Belarusian lawyer and Opposition Coordination Council Presidium member Maxim Znak has gone on hunger strike in pretrial detention after being charged with inciting threats to national security, reports the Belarusian news outlet TUT.by, citing Znak’s defense lawyer, Dmitry Layevsky.
According to Layevsky, Znak “came to the conclusion” that in Belarus, mechanisms for protecting human rights don’t work, therefore, going on hunger strike in pretrial detention is one of the “few remaining ways to fight against lawlessness and injustice.”
It’s unclear from the charges which of Znak’s statements were considered threats to national security by the Belarusian Investigative Committee, Laevsky underscored.
“As Maxim Znak explained, his refusal of food is intended to encourage everyone, especially law enforcement, to recall the spiritual and moral values upon which the law is based, and not to destroy them,” Laevsky said.
Opposition leader Maria Kolesnikova (Maryia Kalesnikava), who is also a member of the Opposition Coordination Council Presidium, was charged with inciting actions that threaten national security on September 16.
The founding of the Opposition Coordination Council was initiated by Svetlana Tikhanovskaya (Svyatlana Tsikhanouskaya), Alexander Lukashenko’s main competitor in the 2020 presidential election. The council’s declared aim is ensuring a peaceful transfer of power and new presidential elections in Belarus.
The council’s presidium includes seven people. In the month since the council was established, six of them have been either placed under arrest, forced to leave the country, or forcibly removed from Belarus.

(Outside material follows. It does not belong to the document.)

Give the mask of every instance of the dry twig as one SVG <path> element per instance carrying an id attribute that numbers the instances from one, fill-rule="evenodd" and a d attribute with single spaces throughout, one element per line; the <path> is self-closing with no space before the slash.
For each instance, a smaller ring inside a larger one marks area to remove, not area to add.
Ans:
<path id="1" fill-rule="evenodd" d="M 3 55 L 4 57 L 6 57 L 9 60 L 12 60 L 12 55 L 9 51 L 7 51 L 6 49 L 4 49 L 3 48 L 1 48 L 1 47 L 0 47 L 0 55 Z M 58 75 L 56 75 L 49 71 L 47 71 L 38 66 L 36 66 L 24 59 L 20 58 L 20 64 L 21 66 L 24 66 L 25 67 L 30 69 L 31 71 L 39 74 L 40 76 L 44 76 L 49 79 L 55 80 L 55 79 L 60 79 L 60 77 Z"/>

The Opposition Coordination Council
After the Belarusian opposition founded its Coordination Council for the peaceful transfer of power in August 2020, Belarus’s Attorney General declared that its creation and activities constituted an attempt to seize power in Belarus. The Belarusian Investigative Committee launched a criminal case over “public calls to seize power.” Then, in September, it referred to an investigation over threats to national security (Section 3, Article 361 of the Belarusian Criminal Code). The Investigative Committee has yet to clarify the relationship between the two cases.
Article 361
Article 361 of the Belarusian Criminal Code covers “calls to perform acts detrimental to the external security of the Republic of Belarus.” Section one refers to “public calls to seize state power or to forcibly change the constitutional system,” or calls to commit high treason, terrorist acts, acts of sabotage, or other acts that threaten national security. Section three, which opposition leader Maria Kolesnikova is being charged under, refers to calls to commit the aforementioned acts using the mass media or the Internet.
Kolesnikova’s detention
Maria Kolesnikova was kidnapped in downtown Minsk on September 7 and arrested at the border with Ukraine the next day. According to her colleagues, Belarusian officials allegedly hoped to force her out of the country, but she ripped up her passport before reaching the border checkpoint, preventing herself from leaving Belarus. On September 8, reports emerged that Kolesnikova was being held in a pre-trial detention center in Minsk. On September 12, her lawyer confirmed that she had been transported to a jail in Zhodino.